The object of the game is to move robots to baton dispensers positioned around the field, retrieve the batons which are made of six-inch PVC tubes, and place the batons into stationary and rolling goals. Bridges, cliffs and a “mountain” challenge the robots to “get over” the obstacles to reach their goal. Points are awarded for balancing on the bridges and for various other moves, depending upon difficulty.
The robotics kit consisted of 11 motors, nine sensors, two game controllers, wireless communications and metal gears, and all required hardware building materials. Each team designed and built a uniquely constructed robot, resulting in competitions with no two robots alike.
Objectives were to construct a mechanism to grasp and place batons, to write software to enable the robot to move autonomously and be controlled by a driver, and to master sensor use, mechanical challenges, infrared tracking, magnet seeking, line following, balancing, withstanding impact, and traversing over bridges, cliffs and other obstacles.
The four-day competition, held April 27-30, included an evening concert by the Black-Eyed Peas and featured will.i.am who gave robotics some star power with words of encouragement for the thousands of students in the audience to continue their interest in science, engineering and technology.
Held at the 550,000-square-foot America’s Center and Edward Jones Dome convention center complex in St.

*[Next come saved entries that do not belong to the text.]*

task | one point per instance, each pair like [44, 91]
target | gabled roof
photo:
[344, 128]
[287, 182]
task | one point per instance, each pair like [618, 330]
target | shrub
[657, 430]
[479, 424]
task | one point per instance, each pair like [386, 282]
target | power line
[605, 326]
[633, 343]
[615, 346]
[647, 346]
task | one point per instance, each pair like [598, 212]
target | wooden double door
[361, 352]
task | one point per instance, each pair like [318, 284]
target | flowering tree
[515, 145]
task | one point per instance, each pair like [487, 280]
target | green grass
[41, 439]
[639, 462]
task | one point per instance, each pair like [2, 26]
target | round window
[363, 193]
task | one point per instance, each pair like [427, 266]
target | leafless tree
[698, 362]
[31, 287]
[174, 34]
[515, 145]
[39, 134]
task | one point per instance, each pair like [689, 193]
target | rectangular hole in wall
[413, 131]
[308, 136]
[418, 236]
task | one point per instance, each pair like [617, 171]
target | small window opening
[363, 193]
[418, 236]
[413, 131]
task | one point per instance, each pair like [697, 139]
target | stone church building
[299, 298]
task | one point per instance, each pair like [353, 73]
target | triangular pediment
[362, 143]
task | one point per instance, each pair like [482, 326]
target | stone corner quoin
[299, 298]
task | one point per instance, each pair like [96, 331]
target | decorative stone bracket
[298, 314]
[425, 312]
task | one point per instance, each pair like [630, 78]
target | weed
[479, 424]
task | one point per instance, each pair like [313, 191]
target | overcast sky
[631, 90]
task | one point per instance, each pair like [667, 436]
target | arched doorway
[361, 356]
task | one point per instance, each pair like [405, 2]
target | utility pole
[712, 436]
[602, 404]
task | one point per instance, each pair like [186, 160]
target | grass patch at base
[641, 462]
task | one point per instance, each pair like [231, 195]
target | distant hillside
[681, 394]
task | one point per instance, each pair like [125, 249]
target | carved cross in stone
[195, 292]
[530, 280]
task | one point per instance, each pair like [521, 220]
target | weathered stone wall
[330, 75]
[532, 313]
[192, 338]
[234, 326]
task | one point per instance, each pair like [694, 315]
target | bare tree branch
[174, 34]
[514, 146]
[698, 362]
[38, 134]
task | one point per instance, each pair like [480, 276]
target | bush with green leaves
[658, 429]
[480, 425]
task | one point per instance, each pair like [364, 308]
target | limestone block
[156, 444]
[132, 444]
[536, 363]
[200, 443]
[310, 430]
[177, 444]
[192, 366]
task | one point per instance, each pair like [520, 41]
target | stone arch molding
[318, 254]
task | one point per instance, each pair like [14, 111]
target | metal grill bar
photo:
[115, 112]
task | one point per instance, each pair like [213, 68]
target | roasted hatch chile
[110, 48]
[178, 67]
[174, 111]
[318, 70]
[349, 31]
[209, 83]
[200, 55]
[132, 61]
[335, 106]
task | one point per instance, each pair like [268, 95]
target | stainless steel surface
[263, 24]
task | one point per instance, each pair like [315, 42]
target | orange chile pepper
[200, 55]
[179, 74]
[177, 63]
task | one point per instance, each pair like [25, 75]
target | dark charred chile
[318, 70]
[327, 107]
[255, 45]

Louis, FIRST’s international gathering brought together 11,064 students from 29 countries, 5,247 mentors and coaches, 700 event volunteers including judges and referees – and 561 robots of various shapes, sizes and abilities.
Based in Manchester, New Hampshire, FIRST (For Inspiration and Recognition of Science and Technology) was founded by inventor Dean Kamen in 1989. A non-profit organization, FIRST [www.usfirst.org] sponsors robotic competitions globally to motivate young students to pursue careers in science, engineering and technology.
FIRST offers four competitions: the Junior FIRST LEGO League for students ages 6 to 9, FIRST LEGO League for students ages 9 to 14, and two high school competitions – FIRST Tech Challenge (FTC) and FIRST Robotics Competition (FRC).
FTC, according to FIRST, offers students the chance to design, build and program robots; get hands-on programming and rapid-prototyping experience; apply real-world math and science concepts; document the engineering process; develop problem-solving, organizational and team-building skills; learn cooperation and professionalism; and qualify for $10 million in college scholarship money.
Assessments by experts have concluded that robotics participants develop an increased understanding of basic science principles, the engineering design process, research, planning, collaboration, mentorship, teamwork, and how technology can be used to solve real-world problems.
Canyon Crest Academy is one of four comprehensive high schools in the San Dieguito Union High School District.